CRDTs Solved Conflicts, Not Sync
CRDTs are a solid substrate for sync engines, but transport reliability, multiplexing, compression, query-based sync, and distributed deletes are the harder — and more valuable — engineering challenges.
Overview
Adam Fish, CEO of Ditto, arrives with eight years of hard-won sync engine experience and a message the CRDT-enthusiast crowd probably needs to hear: conflict resolution is the solved part. Everything around it — the networking, the compression, the query routing, the deletes — that's where the real engineering lives.
Fish built sync engines at Realm (OT-based, acquired by MongoDB) and then started Ditto in 2018 specifically to build a better one using CRDTs. He and his co-founder were convinced CRDTs would save everything. The CRDT implementation took months. The five systems surrounding it took years — and they're still iterating on deletes.
Key Arguments
CRDTs Are the Easy Part
The initial CRDT implementation at Ditto was fast. A last-write-wins register — which Fish argues is the main data type that provides real value to application developers — is not even conceptually that difficult to build. The math for convergence is efficient and scalable. But building CRDTs and building a sync engine are two very different problems.

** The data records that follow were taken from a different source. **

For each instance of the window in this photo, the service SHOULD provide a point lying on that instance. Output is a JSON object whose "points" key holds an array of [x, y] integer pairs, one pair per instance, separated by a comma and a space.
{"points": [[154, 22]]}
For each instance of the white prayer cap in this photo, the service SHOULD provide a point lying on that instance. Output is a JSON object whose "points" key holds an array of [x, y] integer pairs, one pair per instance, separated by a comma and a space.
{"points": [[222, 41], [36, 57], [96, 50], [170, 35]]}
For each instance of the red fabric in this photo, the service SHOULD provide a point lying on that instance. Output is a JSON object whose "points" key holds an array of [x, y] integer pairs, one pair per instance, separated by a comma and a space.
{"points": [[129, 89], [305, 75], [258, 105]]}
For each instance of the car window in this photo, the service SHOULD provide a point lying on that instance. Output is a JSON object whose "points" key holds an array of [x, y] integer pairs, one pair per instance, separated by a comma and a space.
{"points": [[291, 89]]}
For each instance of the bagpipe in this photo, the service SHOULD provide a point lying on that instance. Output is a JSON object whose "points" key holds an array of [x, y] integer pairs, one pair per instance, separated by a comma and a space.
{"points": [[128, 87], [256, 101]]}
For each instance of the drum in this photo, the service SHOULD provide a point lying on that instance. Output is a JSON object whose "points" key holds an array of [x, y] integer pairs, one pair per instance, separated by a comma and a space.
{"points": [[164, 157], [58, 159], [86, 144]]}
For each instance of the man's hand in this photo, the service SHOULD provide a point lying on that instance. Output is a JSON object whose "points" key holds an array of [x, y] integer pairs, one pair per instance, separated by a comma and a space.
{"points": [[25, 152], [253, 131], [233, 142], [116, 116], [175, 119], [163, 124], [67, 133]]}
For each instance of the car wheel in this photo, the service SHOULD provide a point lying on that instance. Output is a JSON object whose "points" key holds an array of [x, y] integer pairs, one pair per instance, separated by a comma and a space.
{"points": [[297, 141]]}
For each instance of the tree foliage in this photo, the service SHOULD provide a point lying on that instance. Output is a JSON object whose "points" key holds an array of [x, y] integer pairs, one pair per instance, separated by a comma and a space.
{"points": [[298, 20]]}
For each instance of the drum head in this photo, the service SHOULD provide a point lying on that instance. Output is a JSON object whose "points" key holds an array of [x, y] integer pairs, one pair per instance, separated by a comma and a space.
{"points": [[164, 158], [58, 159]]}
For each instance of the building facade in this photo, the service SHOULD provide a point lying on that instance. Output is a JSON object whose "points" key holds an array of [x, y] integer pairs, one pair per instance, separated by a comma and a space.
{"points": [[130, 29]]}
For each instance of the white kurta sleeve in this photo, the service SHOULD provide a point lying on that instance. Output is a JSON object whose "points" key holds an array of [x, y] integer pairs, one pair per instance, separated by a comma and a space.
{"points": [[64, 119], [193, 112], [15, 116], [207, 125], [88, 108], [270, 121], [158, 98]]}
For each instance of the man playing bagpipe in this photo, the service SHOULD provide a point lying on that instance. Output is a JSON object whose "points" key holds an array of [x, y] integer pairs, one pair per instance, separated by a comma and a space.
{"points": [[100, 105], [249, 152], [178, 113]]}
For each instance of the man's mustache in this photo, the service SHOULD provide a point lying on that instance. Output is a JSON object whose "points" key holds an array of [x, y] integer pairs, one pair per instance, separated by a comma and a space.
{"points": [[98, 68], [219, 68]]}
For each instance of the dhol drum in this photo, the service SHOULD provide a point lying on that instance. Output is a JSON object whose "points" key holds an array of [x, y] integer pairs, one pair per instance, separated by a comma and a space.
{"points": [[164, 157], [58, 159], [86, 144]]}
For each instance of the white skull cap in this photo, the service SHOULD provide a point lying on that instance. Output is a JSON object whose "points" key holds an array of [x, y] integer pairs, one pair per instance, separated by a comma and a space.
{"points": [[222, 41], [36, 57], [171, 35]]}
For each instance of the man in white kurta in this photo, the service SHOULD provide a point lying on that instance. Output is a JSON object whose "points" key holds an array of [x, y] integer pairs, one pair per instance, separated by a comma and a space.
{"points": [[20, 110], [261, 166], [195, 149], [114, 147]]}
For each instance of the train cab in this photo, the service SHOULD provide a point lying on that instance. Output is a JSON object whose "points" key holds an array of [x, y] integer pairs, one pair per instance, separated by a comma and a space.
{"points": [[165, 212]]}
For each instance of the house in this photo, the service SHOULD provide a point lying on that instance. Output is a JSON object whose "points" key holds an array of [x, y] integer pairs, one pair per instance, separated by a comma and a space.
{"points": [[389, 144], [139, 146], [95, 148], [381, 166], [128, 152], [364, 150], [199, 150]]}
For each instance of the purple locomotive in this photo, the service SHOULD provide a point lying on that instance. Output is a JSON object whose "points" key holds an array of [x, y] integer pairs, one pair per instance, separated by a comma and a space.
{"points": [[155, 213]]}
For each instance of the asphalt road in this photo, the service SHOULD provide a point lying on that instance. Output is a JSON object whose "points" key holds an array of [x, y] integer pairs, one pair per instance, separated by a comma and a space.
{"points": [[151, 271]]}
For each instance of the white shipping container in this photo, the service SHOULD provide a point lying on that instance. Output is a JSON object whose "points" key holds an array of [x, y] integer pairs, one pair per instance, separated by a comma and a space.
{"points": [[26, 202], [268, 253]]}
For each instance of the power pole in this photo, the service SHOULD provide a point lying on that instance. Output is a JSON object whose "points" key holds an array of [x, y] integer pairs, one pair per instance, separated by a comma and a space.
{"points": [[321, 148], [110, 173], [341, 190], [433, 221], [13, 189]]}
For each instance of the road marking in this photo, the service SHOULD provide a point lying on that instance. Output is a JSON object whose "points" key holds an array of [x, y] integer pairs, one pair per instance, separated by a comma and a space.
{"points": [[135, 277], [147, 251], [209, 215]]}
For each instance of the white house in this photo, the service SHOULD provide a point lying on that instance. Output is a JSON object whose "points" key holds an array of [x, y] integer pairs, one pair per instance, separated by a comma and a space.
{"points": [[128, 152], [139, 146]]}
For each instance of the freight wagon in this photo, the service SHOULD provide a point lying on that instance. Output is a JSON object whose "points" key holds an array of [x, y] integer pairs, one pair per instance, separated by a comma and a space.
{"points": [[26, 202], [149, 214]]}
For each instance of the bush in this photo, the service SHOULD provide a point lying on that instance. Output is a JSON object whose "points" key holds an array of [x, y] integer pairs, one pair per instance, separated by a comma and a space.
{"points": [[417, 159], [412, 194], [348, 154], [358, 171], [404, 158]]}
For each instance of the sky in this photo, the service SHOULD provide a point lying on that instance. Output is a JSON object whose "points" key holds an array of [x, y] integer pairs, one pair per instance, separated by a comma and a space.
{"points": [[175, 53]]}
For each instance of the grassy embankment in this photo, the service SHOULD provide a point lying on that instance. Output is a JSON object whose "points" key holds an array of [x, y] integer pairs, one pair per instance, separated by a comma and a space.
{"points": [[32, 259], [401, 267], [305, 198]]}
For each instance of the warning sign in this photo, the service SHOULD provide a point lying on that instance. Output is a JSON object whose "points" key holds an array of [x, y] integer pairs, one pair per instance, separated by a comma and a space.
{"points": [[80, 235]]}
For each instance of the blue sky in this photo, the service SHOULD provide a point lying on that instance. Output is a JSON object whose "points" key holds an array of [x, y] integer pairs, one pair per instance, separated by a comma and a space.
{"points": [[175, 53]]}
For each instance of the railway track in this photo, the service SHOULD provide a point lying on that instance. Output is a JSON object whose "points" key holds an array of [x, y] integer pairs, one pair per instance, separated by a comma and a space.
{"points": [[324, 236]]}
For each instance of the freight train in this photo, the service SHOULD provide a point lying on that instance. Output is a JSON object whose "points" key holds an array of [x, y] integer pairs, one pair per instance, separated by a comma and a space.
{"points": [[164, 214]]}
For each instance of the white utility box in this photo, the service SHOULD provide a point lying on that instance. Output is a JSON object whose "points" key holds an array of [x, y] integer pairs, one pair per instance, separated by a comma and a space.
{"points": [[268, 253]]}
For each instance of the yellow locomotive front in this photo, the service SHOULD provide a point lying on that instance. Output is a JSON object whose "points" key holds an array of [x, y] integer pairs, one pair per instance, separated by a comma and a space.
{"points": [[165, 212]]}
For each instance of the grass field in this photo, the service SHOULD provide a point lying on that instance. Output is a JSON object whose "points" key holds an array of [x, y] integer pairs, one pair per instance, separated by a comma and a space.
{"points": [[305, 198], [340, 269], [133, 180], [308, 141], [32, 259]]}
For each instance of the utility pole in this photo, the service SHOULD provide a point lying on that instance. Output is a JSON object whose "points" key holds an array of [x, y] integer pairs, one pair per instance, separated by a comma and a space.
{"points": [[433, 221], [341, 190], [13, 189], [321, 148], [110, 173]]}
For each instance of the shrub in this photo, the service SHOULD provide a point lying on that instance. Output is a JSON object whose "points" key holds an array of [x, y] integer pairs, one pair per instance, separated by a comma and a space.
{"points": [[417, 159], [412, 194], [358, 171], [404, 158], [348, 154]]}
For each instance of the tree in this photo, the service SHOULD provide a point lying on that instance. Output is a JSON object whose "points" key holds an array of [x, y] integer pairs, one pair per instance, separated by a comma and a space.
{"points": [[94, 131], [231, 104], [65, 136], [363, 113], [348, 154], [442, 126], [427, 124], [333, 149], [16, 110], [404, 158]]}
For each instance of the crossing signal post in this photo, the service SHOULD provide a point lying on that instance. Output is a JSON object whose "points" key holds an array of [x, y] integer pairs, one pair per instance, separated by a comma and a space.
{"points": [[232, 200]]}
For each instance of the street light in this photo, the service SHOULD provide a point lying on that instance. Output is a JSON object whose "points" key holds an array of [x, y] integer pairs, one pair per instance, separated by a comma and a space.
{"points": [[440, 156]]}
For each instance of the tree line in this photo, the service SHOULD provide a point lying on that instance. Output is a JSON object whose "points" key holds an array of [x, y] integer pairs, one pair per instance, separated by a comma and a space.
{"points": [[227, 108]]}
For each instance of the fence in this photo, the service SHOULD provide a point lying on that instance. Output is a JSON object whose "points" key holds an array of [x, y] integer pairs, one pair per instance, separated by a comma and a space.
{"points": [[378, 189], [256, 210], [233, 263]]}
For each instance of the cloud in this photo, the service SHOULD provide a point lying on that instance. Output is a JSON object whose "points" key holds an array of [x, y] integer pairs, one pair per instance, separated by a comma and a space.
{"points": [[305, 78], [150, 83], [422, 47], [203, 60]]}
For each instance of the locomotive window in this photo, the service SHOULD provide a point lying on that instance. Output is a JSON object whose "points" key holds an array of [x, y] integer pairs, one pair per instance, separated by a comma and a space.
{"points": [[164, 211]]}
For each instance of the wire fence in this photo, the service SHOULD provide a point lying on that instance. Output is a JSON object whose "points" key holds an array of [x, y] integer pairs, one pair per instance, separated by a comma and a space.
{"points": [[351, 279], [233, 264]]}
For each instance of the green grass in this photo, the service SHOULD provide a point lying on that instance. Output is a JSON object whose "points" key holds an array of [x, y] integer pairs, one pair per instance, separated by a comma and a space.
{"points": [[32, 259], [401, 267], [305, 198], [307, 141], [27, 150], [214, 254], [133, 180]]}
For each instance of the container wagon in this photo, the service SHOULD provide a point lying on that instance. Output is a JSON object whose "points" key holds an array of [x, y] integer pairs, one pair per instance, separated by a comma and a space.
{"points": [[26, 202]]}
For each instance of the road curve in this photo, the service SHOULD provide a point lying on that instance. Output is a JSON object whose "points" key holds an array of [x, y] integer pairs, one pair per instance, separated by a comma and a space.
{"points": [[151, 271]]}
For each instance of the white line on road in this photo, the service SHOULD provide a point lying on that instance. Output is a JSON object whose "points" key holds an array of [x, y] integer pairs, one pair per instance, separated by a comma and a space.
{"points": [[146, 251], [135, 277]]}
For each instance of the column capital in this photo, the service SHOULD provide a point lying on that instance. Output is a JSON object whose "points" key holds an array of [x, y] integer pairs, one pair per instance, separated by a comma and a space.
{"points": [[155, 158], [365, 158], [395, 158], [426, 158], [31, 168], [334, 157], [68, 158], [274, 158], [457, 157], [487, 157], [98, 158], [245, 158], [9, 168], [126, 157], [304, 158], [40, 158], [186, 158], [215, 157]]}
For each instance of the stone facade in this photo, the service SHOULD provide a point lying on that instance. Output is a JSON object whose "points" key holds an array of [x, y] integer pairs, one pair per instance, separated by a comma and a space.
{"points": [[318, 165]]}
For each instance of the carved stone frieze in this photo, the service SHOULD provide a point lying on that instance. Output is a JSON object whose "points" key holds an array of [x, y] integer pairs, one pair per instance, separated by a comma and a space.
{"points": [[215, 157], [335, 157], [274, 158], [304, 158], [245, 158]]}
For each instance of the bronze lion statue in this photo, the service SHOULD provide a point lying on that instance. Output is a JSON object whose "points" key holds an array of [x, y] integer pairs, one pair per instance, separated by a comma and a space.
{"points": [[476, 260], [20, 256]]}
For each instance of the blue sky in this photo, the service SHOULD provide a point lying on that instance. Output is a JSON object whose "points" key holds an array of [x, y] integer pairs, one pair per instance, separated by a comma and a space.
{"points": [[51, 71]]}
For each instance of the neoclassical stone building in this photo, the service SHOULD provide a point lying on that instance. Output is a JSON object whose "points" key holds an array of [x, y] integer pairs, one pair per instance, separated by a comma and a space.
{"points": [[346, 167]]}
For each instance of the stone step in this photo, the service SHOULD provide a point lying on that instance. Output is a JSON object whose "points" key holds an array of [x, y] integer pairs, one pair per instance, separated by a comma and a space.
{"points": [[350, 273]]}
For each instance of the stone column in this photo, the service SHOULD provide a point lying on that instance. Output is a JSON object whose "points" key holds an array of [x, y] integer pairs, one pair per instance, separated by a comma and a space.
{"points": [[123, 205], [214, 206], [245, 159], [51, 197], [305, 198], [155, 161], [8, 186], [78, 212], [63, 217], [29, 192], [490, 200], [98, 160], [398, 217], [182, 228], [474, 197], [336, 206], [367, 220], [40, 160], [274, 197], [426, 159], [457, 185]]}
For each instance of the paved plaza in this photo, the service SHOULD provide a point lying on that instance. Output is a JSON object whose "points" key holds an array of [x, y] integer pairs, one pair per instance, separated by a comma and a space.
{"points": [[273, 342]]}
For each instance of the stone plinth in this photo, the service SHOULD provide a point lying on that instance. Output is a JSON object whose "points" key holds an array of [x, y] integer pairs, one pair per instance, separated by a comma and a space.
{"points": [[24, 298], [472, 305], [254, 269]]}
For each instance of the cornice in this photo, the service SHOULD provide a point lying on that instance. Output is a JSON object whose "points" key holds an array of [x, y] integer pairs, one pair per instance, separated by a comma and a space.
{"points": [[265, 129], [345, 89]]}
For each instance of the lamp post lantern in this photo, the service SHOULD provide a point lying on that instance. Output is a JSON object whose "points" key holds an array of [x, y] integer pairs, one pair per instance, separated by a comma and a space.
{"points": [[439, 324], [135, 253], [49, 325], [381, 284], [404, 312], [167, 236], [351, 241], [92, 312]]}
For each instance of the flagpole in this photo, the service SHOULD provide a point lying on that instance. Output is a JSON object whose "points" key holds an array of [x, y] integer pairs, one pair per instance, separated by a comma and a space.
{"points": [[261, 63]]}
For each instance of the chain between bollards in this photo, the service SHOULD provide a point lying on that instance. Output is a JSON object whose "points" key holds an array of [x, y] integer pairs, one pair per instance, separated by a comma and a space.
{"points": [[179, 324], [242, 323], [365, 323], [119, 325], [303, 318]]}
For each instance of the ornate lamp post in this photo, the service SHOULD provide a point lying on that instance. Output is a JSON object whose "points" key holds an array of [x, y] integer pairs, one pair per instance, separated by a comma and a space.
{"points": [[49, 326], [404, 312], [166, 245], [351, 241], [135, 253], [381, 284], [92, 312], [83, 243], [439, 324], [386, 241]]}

Transport Is the Real Beast
Ditto's differentiator is mesh networking over Bluetooth LE, peer-to-peer Wi-Fi, and other radios. Building this transport layer was "immensely more complex" than the CRDT work. Bluetooth firmware is shockingly unreliable — even across Apple devices, which should be the gold standard for hardware-software integration. Android, Windows, and Linux multiply the chaos. Ditto does extensive physical device testing because you can't simulate firmware bugs.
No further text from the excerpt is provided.